I had one of “those” trips last week:
- 20 meetings, a number of them very multi-hour.
- A broken laptop.
- Flights that arrived 10:30ish Sunday night and left 7:00 Saturday morning.
So please pardon me if things are a bit disjointed …
I’ve argued for a while that:
- All human-generated data should be retained.
- The more important kinds of machine-generated data should be retained as well.
- Raw data isn’t enough; it’s really important to store derived data as well.
Here are a few notes on the derived data trend.
He doesn’t generally use the term, but a big proponent these days of the derived data story is Hortonworks founder/CTO Eric Baldeschwieler, aka Eric 14. Eric likes to position Hadoop as a “data refinery”, where — among other things — you transform data and do “iterative analytics” on it. And he’s getting buy-in; for example, that formulation was prominent in the joint Teradata/Hortonworks vision announcement.
The KXEN guys don’t use the term “derived data” much either, but they tend to see the idea as central to predictive modeling even so. The argument in essence is that traditional predictive modeling consists of three steps:
- Think hard about exactly which variables you want to model on.
- Do transformations on those variables so that they fit into your favored statistical algorithm (commonly linear regression, although KXEN favors nonlinear choices).
- Press a button to run the algorithm.
#3 is the most automated part, and #1 is what KXEN thinks its technology makes unnecessary. Hence #2, they suggest, is often the bulk of the modeling effort — except now they want to automate that away too.

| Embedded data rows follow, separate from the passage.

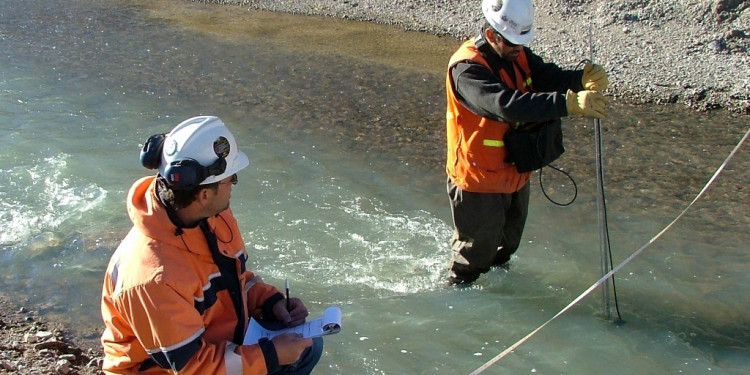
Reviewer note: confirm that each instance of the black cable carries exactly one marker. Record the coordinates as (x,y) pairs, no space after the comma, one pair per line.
(575,187)
(605,225)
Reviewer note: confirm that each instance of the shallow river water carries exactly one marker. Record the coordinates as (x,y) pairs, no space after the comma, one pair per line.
(343,124)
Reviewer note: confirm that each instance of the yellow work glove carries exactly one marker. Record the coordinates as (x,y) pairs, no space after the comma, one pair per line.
(594,78)
(586,103)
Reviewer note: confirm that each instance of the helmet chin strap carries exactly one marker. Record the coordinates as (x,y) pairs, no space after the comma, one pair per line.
(171,213)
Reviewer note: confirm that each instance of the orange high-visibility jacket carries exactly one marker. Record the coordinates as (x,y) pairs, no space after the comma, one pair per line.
(164,302)
(476,151)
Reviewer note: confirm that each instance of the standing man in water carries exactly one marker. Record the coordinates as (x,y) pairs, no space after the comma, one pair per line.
(495,83)
(176,295)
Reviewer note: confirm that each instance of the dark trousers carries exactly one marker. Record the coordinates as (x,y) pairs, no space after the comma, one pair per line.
(487,229)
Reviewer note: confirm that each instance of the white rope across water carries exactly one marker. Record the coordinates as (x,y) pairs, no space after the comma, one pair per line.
(619,266)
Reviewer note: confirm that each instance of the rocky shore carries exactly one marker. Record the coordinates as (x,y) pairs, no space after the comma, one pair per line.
(690,52)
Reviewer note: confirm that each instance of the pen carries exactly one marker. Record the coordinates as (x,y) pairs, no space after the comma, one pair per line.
(288,306)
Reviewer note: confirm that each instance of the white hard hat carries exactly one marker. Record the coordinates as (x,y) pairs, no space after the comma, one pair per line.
(205,141)
(513,19)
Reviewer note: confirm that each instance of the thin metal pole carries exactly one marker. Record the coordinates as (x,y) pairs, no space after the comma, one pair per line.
(604,250)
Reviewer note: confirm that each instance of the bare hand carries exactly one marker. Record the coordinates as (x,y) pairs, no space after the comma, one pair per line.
(289,347)
(293,317)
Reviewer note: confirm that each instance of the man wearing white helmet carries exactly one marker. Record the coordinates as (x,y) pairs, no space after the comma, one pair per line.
(504,105)
(176,295)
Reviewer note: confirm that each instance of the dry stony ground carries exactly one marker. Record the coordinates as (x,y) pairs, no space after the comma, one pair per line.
(691,52)
(31,346)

And then there are my new clients at MarketShare, a predictive modeling consulting company focused on marketing use cases, which also has a tech layer (accelerated via the acquisition of JovianDATA). It turns out that a typical MarketShare model is fed by a low double-digit number of other models, each of which is doing some kind of data transformation. The final step is typically a linear regression, yielding coefficients of the sort that marketers recognize and (think they) understand. Earlier steps are typically transformations on individual variables. I didn’t see many examples, but the transformations clearly go beyond the traditional rescaling — log, log (x/(1-x)), binning, whatever — to involve multiplication by what could be construed as other variables. I.e., there seemed to be a polynomial flavor to the whole thing.